Bioinformatics. 2011 Jun 1;27(11):1496-505. doi: 10.1093/bioinformatics/btr171. Epub 2011 Apr 6.
A common difficulty in large-scale microarray studies is the presence of confounding factors, which may significantly skew estimates of statistical significance, cause unreliable feature selection and high false negative rates. To deal with these difficulties, an algorithmic framework known as Surrogate Variable Analysis (SVA) was recently proposed.
Based on the notion that data can be viewed as an interference pattern, reflecting the superposition of independent effects and random noise, we present a modified SVA, called Independent Surrogate Variable Analysis (ISVA), to identify features correlating with a phenotype of interest in the presence of potential confounding factors. Using simulated data, we show that ISVA performs well in identifying confounders as well as outperforming methods which do not adjust for confounding. Using four large-scale Illumina Infinium DNA methylation datasets subject to low signal to noise ratios and substantial confounding by beadchip effects and variable bisulfite conversion efficiency, we show that ISVA improves the identifiability of confounders and that this enables a framework for feature selection that is more robust to model misspecification and heterogeneous phenotypes. Finally, we demonstrate similar improvements of ISVA across four mRNA expression datasets. Thus, ISVA should be useful as a feature selection tool in studies that are subject to confounding.

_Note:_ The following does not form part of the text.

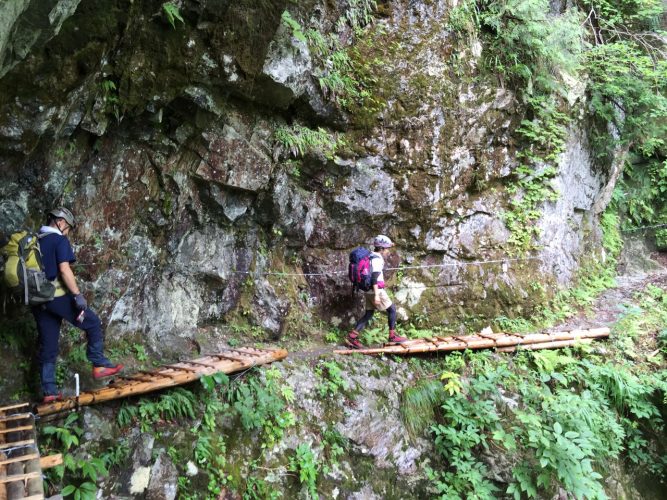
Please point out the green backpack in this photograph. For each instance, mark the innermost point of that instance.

An R-package isva is available from www.cran.r-project.org.
在大规模微阵列研究中,一个常见的困难是存在混杂因素,这可能会严重扭曲统计显著性的估计,导致不可靠的特征选择和高假阴性率。为了解决这些困难,最近提出了一种称为替代变量分析(SVA)的算法框架。

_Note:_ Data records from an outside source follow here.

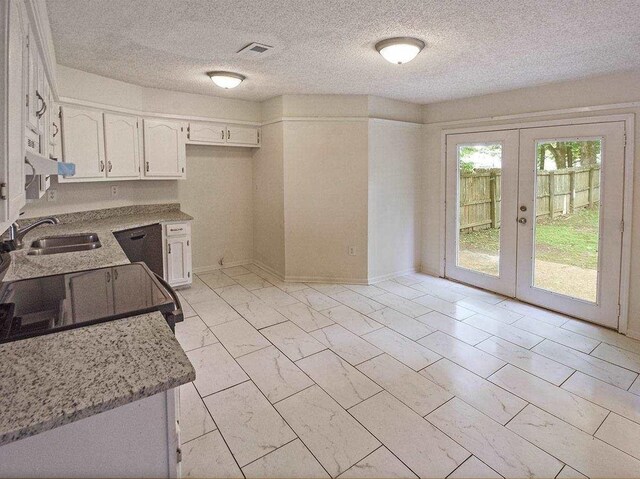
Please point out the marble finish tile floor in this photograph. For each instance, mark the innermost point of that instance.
(413, 377)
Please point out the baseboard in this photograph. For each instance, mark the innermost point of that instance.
(268, 269)
(632, 333)
(304, 279)
(384, 277)
(325, 279)
(230, 264)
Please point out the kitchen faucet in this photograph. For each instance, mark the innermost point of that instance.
(16, 233)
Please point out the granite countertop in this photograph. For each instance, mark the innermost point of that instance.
(58, 378)
(110, 254)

基于数据可以看作是干涉模式的概念,反映了独立效应和随机噪声的叠加,我们提出了一种称为独立替代变量分析(ISVA)的修改后的 SVA,以在存在潜在混杂因素的情况下识别与感兴趣表型相关的特征。使用模拟数据,我们表明 ISVA 在识别混杂因素方面表现良好,并且优于不调整混杂因素的方法。使用四个经过大规模 Illumina Infinium DNA 甲基化数据集进行测试,这些数据集受到低信噪比以及 beadchip 效应和可变亚硫酸氢盐转化效率的严重混杂的影响,我们表明 ISVA 提高了混杂因素的可识别性,并且这为特征选择提供了一个更稳健的框架,更能抵抗模型失拟和异质表型。最后,我们在四个 mRNA 表达数据集上证明了 ISVA 的相似改进。因此,ISVA 应该是在受混杂因素影响的研究中作为特征选择工具很有用。
www.cran.r-project.org 上提供了一个名为 isva 的 R 包。